Anlat bize güneşin batmadığı çağları.
Göster Kehkeşanları nur saçan çeraları.
Kana kana içelim, aksın irfan oluğun.
Bizi bize getirsin diriltici soluğun.


“ Oku! Seni yaratan Rabbinin adıyla, oku! ”
İlahi beyanların ilk damla olarak düştüğü bahar yağmurlarının diriltici iklimlerinde ilk tohum. Toprakta hayat bulan tohumun ilk serüven olarak başını gösterdiği andan itibaren başlayan yakarışları. Anlayıp kavrama çabası içerisinde sınırları belli olmayan uğraşı. Kitaplardır ki, kanatlarıyla tüm ihtişamıyla üveyikler misali ürkekliğiyle de çekingen sayfaların oluşturduğu yazılar bütünü.

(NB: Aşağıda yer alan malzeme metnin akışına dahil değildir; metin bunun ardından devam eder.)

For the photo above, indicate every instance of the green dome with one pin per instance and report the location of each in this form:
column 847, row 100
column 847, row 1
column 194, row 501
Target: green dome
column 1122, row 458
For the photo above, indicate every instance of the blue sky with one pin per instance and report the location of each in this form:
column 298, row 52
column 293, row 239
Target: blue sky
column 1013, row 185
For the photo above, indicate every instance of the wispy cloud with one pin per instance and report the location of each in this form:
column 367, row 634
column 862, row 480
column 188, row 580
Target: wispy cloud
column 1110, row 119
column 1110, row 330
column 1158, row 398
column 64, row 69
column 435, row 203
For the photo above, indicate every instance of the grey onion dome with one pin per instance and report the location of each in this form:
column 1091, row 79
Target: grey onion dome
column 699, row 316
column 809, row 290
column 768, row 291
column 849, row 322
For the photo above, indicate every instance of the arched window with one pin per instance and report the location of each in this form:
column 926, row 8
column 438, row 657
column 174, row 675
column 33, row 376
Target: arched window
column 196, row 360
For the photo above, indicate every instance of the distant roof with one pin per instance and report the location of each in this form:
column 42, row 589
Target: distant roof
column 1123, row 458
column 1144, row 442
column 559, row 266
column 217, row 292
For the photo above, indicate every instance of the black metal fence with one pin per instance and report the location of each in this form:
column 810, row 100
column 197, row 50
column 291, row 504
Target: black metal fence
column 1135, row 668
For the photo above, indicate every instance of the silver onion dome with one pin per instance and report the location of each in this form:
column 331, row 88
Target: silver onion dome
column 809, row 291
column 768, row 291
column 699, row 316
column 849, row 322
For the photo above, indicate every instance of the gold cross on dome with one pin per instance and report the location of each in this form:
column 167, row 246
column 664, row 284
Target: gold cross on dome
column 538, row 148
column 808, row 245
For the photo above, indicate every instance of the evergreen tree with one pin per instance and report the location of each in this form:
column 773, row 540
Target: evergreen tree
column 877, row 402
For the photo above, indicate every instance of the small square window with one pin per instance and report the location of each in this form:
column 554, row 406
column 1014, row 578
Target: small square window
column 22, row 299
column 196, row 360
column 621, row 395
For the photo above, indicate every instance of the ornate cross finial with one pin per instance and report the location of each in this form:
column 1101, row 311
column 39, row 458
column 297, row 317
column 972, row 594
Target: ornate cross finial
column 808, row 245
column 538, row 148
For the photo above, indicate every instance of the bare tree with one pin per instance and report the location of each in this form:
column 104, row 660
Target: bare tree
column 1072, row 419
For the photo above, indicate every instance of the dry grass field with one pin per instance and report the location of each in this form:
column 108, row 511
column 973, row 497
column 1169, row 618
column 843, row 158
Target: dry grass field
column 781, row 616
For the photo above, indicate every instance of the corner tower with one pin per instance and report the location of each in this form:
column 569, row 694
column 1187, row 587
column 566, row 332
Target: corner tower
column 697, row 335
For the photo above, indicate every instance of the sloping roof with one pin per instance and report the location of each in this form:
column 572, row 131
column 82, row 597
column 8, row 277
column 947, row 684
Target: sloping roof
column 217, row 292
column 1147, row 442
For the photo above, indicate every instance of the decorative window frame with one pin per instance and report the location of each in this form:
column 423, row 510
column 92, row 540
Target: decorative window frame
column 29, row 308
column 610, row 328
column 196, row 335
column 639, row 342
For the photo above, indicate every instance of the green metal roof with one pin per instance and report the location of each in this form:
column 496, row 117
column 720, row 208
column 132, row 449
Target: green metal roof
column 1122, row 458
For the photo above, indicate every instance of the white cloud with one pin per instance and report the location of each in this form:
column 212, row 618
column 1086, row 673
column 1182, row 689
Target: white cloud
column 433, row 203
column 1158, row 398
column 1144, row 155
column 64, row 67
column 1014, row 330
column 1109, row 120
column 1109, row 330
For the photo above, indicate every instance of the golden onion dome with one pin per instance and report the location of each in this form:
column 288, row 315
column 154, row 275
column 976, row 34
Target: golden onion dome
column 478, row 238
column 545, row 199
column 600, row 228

Yazı vardır zamanın gelgitlerine dayanamadan sahildeki kumlara yazılmışçasına silinip, yok olmaya mahkum edilmiş misali; yazı da vardır ki, yüreklere kazınmışçasına yıllara meydan okur. Yüreği duygularının esiri olmuş kalem şahsiyetlerinin içsel coşumlarını yansıtmaya ayna tutan eserler. Sonsuzlukları yakalama uğruna verilen çabalar bütünü.

Yürekleri ilkbahar yağmurlarının coşkusuyla kabaran ve değdiği topraklara hayat üfleyen damlaların sona ulaştığı mekânların harflerle örüntülü alanları. Duygu, düşünce ve yüreklerindeki kıpırdanmaları insanlık tarihinde bazen taşa, deriye, kabuğa, ağaca yazılmışken terennüm ediyorken, bazen de aşkını yüreğinde zapt edemeyen sevgilinin iki dudağı arasından çıkan oklar mesabesinde sevgilinin gönül evinin kapısının yanı başında görmekteyiz.

Kitap öyle bir gizli ilimler toplamıdır ki, onda her şeyi mütalaa etmek hiç de zor olmasa gerek. Kara kaplı kapaklar ardında yürek evi kadar berrak ve temiz sayfaların üzerine ilmek ilmek dokunan kelimeler armonisinin oluşturduğu mozaiğin her bir satırında farklı âlemlerin kilitlerini bulmakta ve bu dünyaların kapılarında yeni yeni âlemlere geçiş yapmaktasınızdır. Bu sayfalarda bazen elinde son kibrit parçasını yakıpla yakmamak arasında gelgitler yaşayan burnu kırmızılara bürünmüş küçücük ellerine nispeten kocaman yüreğiyle havanın ayazına meydan okuyan küçük kızın hayallerini; küheylanı üzerinde ülkeler dolaşarak gönüller fetheden alperenlerin yürek ışıltılarını; kendinden geçmiş vaziyette devri âlemi temaşaya çıkmış abdalın her bir varlıkta zikir emarelerini gördüğü esnada “Hu!” diyen inleyişini; Çelebi’nin dünyanın gizemini bulmak uğruna çıkıp seyr-ü sefer ettiği “seyahat ya Resulallah.” denilen gizemli dünya yurtlarının adlarını; Yeniçeri neferini çırak olarak başlayıp usta mimar olarak bitirdiği semaları delen minareleriyle ihtişamın en son boyutunu temsil eden kutsal mekânın halitasını barındıran kâğıtların son şaheserini; İbn-i Kays’ın uğruna deli divane olup, bağrını çöllere salıverdiği aşkın imzasının atıldığı parşömen kâğıtlarının sevdalarını anlattığı dillere destan aşkın tohumunun toprağını; sevdalıların imkânsız vuslatlar peşinde dağlar delip, benliklerini yitirdikleri aşklarında acı gözyaşlarının damıtıldığı lekeli sayfalar ve daha nice bağrı yanık sevdalıların isimlerinin kazındığı parşömen sayfalarının oluşturduğu hayatlar, aşklar, acılar, umutlar, yürek atışları ve daha nice kalp atışlarının membaı…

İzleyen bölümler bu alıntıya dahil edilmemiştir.